When there is blood on the streets, both in traditional and crypto markets, enthusiasts panic and lose their precious coins. Some wonder “if Bitcoin is a good store of value, how come it crashes down along with everything else?”

 

While bloody markets rage on, a small number of traders are still making profits with the right approach.

 

For the prepared, volatility is a friend, for the unprepared it’s a nightmare.

 

First of all let’s be clear about BTC:

 

  • 1BTC = 1BTC

  • The fundamentals of the network remain

  • It cannot be printed into oblivion

  • It is border-less

  • Open

  • Neutral

  • Global

  • Censorship Resistant...

 

With that in mind I want to cover the basics of antifragility and convexity for crypto traders, as these are the best ways to get disproportional benefits on any kind of market, especially on difficult ones.

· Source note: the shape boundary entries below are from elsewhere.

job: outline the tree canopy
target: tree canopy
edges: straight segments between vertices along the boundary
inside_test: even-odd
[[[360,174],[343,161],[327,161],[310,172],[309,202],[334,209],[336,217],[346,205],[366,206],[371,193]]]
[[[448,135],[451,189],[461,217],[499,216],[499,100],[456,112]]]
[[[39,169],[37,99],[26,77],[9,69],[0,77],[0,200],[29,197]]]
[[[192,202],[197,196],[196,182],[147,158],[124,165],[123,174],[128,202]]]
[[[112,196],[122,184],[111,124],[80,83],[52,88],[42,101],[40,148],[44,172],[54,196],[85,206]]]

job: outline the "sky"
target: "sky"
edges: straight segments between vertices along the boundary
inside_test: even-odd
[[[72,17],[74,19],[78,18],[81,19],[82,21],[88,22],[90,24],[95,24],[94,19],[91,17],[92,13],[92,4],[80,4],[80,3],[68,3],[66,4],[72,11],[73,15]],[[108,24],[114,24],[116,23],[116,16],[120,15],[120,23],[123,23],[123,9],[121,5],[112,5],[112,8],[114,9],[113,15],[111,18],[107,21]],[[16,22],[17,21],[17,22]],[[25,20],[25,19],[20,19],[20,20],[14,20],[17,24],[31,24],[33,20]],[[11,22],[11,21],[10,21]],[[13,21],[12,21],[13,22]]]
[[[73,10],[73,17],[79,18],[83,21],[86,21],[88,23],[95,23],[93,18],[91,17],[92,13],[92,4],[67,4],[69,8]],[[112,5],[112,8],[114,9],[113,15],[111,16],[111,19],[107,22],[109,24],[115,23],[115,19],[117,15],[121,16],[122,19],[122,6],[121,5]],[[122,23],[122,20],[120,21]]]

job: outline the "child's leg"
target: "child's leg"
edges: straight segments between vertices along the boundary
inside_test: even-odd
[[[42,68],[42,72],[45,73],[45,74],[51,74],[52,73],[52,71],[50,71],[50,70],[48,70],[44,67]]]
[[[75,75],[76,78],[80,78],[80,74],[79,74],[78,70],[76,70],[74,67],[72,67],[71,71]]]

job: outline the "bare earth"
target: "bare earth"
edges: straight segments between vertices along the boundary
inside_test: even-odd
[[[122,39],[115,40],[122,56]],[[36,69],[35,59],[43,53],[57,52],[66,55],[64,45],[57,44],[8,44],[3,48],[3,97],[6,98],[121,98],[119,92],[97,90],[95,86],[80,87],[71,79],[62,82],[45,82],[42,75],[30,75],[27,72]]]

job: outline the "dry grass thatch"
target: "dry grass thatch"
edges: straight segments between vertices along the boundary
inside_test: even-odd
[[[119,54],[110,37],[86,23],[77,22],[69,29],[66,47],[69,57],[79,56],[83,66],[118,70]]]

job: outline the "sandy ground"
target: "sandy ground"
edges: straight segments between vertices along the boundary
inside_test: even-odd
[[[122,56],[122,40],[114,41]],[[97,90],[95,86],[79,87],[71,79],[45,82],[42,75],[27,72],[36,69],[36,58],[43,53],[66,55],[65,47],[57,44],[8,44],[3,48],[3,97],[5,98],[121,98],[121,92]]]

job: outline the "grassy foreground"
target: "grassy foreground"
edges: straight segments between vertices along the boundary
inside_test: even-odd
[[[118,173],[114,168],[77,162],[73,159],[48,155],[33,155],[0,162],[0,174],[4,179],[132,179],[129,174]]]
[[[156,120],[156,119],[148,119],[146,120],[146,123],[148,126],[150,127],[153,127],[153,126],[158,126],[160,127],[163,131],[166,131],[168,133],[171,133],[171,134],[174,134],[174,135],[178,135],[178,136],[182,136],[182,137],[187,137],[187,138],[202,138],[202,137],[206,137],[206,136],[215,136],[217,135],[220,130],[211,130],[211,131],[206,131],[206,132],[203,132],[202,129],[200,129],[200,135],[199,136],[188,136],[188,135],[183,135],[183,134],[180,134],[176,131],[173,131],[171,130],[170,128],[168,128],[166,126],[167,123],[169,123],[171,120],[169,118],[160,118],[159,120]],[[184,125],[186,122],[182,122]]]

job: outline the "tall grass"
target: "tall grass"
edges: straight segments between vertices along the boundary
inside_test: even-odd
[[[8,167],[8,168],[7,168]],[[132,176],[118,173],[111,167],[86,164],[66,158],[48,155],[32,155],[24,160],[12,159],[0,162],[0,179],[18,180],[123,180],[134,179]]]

These posts are meant to be conversational and all feedback is welcomed, so please leave your opinions and questions in the comments below.

 

Market success is a matter of finding the methodology that is right for you—and it will be different for everyone—not a matter of finding the one true methodology.

― Jack D. Schwager

 

Know Thy Risk

 

In order to the use good strategies, we have to understand our risks very well; see them as they are, not as we imagine them to be. Also, we need to be very clear on how to deal with them. Once our understanding is crystal clear the right action comes with easy.

 

Risks vary in scope and severity

 

Severity

From mildly annoying to a catastrophic problem

 

Example for traders:

 

Mildly annoying – a minor loss on a stop trigger

Catastrophic – you lost everything and even owe more than you currently have (this can happen with naked option selling on regular markets)

 

Scope 

From small to large scale, or individual to the global

 

Examples:

 

Individual – One person lost confidence in crypto

Global – Everyone, including crypto enthusiasts lost confidence in crypto

 

 

3D Risk

 

Severity and scope offer a broad perspective, but for now let’s focus on the forms of risk, think of them as dimensions. Mostly outside our control, we cannot control the events underlying major risks, we can only control how we are exposed to them, and this is enough.

 

*Note - you can add more risk dimensions to your threat model, these are just the most relevant and common in crypto.

 

Systemic Risk

 

Examples:

 

P vs NP is mathematically proven to be equal and all modern cryptography is flawed

 

A new whistle-blower provides documents showing those beloved 3 letter agencies have used hardware exploits to compromise every crypto.

 

Market/Price Risk

 

BTC drop on 2020-03-12, how many stop triggers were skipped that day?

 

ETH DAO “hack”

 

MTGox Fraud and collapse

 

Usability Risk

 

 A user who doesn’t understand crypto losses his coins due to ignorance and poor management of his wallet (any resemblance with a famous economist recently is coincidence)

 

You get the idea.

 

So, how do we deal with those risks? In essence with a single strategy and slight adaptations:

 

Systemic risk is the largest in scope and severity, while being the least likely to happen. But we need to be prepared regardless. So the constant theme for dealing with risks is this:

 

How does a bad (or good) event affect you?

 

If the worst thing that can happen to you is closer to “mildly annoying”, on your severity scale, then you are on the right track. Of course some things can never be that insignificant, but it’s a good benchmark to have.

 

Having almost 100% of your portfolio on BTC will expose you to too much systemic risk, however unlikely these events are, they should always be on your mind. To reduce the severity you have to reduce your exposure, or find different revenue streams. This results in more options, which is another essential aspect of antifragility.

 

Market Risk is more worrying for those who desire price stability relative to fiat currency, but even die-hard crypto-heads worry about it when there is a price crash. The foundation here is the same of systemic risk – control exposure and have optionality, the possibility to choose without having the obligations to do so.

 

Usability Risk requires a different approach because you have already controlled your exposure, which is at a lower level so to speak, now you just need to think about securing what you have.

 

In it’s simple form: where do you generate your private key, and how do you store it? Here you need to find your best balance between security and convenience. This is different for everyone. In general I would recommend a large capital percentage with high security which also means low convenience (offline keys), a smaller percentage medium security/medium convenience such as a hot wallet on a pc (my preference is for GNU/Linux operating system), and an even smaller amount on exchanges which presents the highest risk because the private key is not yours.

 

*Note - I don’t trust hardware wallets – how can you know for sure there is no security flaw at the hardware level? Practically impossible, but that’s for another post. Smartphone wallets are another rabbit whole; if you really need them keep the amounts small.

 

Not having the private key is generally a bad idea, unless you have a low exposure to its negative results and a high exposure to positive results: we’ll cover more about this on part 2.

 

Is the idea of controlling exposure burned into your synapses by now?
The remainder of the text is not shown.